Penulis : Surya Aji Pratama
GUGAT.ID – Jika kita ingin berlibur atau mudik lebaran dari ujung timur jawa ke ujung barat pulau jawa kita akan diberi akses transportasi yang mudah yaitu melalui Jalan Raya Pos. Perjalanan tersebut akan diwarnai dengan keindahan pantai utara dan hutan-hutan rawa yang menawan dari wilayah Anyer, Serang hingga Panarukan, Situbondo.
Jalan yang dalam nama Belanda dikenal sebagai De Groote Postweg ini sekarang menjadi jalan penting untuk keperluan ekonomi, sosial dan pariwisata. Tetapi kelokan jalan yang membentang panjang tersebut terdapat sejarah sosial dan politik yang perlu kita refleksikan.

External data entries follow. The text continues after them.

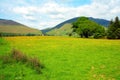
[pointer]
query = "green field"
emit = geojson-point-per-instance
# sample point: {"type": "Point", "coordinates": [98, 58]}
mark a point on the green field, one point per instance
{"type": "Point", "coordinates": [64, 58]}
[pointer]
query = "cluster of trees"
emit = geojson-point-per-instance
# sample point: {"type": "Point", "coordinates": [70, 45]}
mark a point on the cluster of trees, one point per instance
{"type": "Point", "coordinates": [114, 29]}
{"type": "Point", "coordinates": [17, 34]}
{"type": "Point", "coordinates": [87, 28]}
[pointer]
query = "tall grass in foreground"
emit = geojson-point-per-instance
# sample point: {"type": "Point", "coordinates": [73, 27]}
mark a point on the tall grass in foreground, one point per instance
{"type": "Point", "coordinates": [68, 58]}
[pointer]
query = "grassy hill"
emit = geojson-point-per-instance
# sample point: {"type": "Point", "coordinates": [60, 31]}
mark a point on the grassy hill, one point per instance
{"type": "Point", "coordinates": [102, 22]}
{"type": "Point", "coordinates": [9, 26]}
{"type": "Point", "coordinates": [62, 31]}
{"type": "Point", "coordinates": [64, 58]}
{"type": "Point", "coordinates": [67, 29]}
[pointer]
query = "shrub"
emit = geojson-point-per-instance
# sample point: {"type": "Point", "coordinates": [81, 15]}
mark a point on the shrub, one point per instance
{"type": "Point", "coordinates": [19, 56]}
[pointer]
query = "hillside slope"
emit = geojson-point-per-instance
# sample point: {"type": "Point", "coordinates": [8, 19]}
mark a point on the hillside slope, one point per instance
{"type": "Point", "coordinates": [9, 26]}
{"type": "Point", "coordinates": [102, 22]}
{"type": "Point", "coordinates": [65, 28]}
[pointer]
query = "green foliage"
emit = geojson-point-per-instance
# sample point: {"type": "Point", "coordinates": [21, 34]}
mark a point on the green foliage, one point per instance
{"type": "Point", "coordinates": [65, 30]}
{"type": "Point", "coordinates": [86, 28]}
{"type": "Point", "coordinates": [114, 29]}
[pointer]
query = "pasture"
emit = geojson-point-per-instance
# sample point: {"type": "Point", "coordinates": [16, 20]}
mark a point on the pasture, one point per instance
{"type": "Point", "coordinates": [64, 58]}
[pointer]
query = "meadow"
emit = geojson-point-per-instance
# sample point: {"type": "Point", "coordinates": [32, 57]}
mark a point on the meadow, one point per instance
{"type": "Point", "coordinates": [64, 58]}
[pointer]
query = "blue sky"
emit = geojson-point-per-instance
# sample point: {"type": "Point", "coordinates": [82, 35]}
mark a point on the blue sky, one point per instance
{"type": "Point", "coordinates": [43, 14]}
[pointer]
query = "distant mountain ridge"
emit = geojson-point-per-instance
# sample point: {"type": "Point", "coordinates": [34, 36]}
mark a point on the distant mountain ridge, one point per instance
{"type": "Point", "coordinates": [10, 26]}
{"type": "Point", "coordinates": [102, 22]}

Jalan tersebut di bangun pada masa Hindia Belanda pada tahun 1808 hingga 1811 dipimpin oleh Jenderal Gubernur Herman Willem Daendels (Haak 1938). Pembuatan jalan yang kini kita dapat menikmatinya tersebut ternyata mengandung trauma secara sosio-historis di benak masyarakat Indonesia. Karena dalam pembuatan jalan tersebut menumbalkan ribuan pekerja pribumi asli, yang dipaksa dan tidak memperoleh hak yang setimpal dengan pekerjaan jalan tersebut (“Java and De Groote Postweg, La Grande Route, the Great Mail Road, Jalan Raya Pos,” 2021).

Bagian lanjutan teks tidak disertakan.